Lotions according to the present invention include those suitable for application to the skin or eye. An eye lotion may comprise a sterile aqueous solution optionally containing a bactericide and may be prepared by methods similar to those for the preparation of drops. Lotions or liniments for application to the skin may also include an agent to hasten drying and to cool the skin, such as an alcohol or acetone, and/or a moisturizer such as glycerol or an oil such as castor oil or arachis oil.
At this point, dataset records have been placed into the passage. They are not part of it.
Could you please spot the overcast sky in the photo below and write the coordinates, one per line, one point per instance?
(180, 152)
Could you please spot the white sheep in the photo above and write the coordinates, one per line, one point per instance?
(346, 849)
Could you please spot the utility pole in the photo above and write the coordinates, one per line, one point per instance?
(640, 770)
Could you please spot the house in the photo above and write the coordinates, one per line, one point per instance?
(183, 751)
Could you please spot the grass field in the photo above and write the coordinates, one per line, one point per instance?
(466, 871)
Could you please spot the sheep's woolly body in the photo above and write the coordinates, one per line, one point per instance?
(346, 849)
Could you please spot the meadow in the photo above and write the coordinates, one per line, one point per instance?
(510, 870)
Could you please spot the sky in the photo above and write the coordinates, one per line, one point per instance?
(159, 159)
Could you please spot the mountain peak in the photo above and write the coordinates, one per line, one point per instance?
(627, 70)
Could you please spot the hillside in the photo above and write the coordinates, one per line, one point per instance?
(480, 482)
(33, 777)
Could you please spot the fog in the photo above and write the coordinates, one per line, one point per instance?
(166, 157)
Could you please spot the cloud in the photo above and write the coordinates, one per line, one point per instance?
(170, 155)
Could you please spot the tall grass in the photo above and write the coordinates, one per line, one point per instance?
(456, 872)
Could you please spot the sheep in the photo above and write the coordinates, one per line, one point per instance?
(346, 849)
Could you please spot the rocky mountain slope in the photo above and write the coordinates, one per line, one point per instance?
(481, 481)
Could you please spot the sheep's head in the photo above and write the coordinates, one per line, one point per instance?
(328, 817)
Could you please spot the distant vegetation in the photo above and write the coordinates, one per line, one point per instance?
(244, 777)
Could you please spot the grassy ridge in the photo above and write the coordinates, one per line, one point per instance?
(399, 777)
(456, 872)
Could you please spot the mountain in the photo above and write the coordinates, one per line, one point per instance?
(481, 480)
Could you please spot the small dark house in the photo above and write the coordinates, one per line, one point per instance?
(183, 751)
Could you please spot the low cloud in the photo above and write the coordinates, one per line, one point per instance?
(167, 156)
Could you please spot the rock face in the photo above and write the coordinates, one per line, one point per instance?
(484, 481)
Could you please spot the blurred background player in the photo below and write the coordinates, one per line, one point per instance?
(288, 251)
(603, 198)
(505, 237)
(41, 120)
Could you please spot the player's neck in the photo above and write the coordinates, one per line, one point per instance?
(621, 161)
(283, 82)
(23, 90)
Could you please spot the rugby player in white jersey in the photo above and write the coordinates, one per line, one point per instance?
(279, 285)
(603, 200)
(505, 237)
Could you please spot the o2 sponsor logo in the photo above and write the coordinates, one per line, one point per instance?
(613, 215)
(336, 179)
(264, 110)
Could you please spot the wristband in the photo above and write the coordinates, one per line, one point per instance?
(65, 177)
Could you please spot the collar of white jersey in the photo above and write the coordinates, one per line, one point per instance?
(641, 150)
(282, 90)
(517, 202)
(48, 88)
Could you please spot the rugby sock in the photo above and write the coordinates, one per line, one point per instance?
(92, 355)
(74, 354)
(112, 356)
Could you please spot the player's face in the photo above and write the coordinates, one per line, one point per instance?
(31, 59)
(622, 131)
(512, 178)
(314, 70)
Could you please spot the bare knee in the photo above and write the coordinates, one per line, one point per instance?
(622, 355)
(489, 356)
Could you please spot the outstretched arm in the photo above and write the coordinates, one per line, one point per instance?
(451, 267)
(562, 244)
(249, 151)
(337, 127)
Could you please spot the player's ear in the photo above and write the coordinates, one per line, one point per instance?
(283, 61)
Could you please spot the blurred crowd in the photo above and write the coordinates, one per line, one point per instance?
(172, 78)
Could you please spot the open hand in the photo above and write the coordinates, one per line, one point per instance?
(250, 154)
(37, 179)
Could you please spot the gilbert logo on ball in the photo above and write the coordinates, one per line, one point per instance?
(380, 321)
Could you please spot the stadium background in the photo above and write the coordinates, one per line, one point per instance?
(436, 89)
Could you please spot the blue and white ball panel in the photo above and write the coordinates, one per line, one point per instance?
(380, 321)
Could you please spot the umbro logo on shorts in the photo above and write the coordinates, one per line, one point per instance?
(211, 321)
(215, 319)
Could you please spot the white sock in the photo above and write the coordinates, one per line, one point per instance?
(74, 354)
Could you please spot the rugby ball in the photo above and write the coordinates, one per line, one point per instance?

The pharmaceutical agent-chemical modifier complexes described herein can be administered transdermally. Transdermal administration typically involves the delivery of a pharmaceutical agent for percutaneous passage of the drug into the systemic circulation of the patient. The skin sites include anatomic regions for transdermally administering the drug and include the forearm, abdomen, chest, back, buttock, mastoidal area, and the like.
Transdermal delivery is accomplished by exposing a source of the complex to a patient's skin for an extended period of time. Transdermal patches have the added advantage of providing controlled delivery of a pharmaceutical agent-chemical modifier complex to the body. See Transdermal Drug Delivery: Developmental Issues and Research Initiatives, Hadgraft and Guy (eds.), Marcel Dekker, Inc., (1989); Controlled Drug Delivery: Fundamentals and Applications, Robinson and Lee (eds.), Marcel Dekker Inc., (1987); and Transdermal Delivery of Drugs, Vols. 1-3, Kydonieus and Berner (eds.), CRC Press, (1987). Such dosage forms can be made by dissolving, dispersing, or otherwise incorporating the pharmaceutical agent-chemical modifier complex in a proper medium, such as an elastomeric matrix material. Absorption enhancers can also be used to increase the flux of the compound across the skin. The rate of such flux can be controlled by either providing a rate-controlling membrane or dispersing the compound in a polymer matrix or gel.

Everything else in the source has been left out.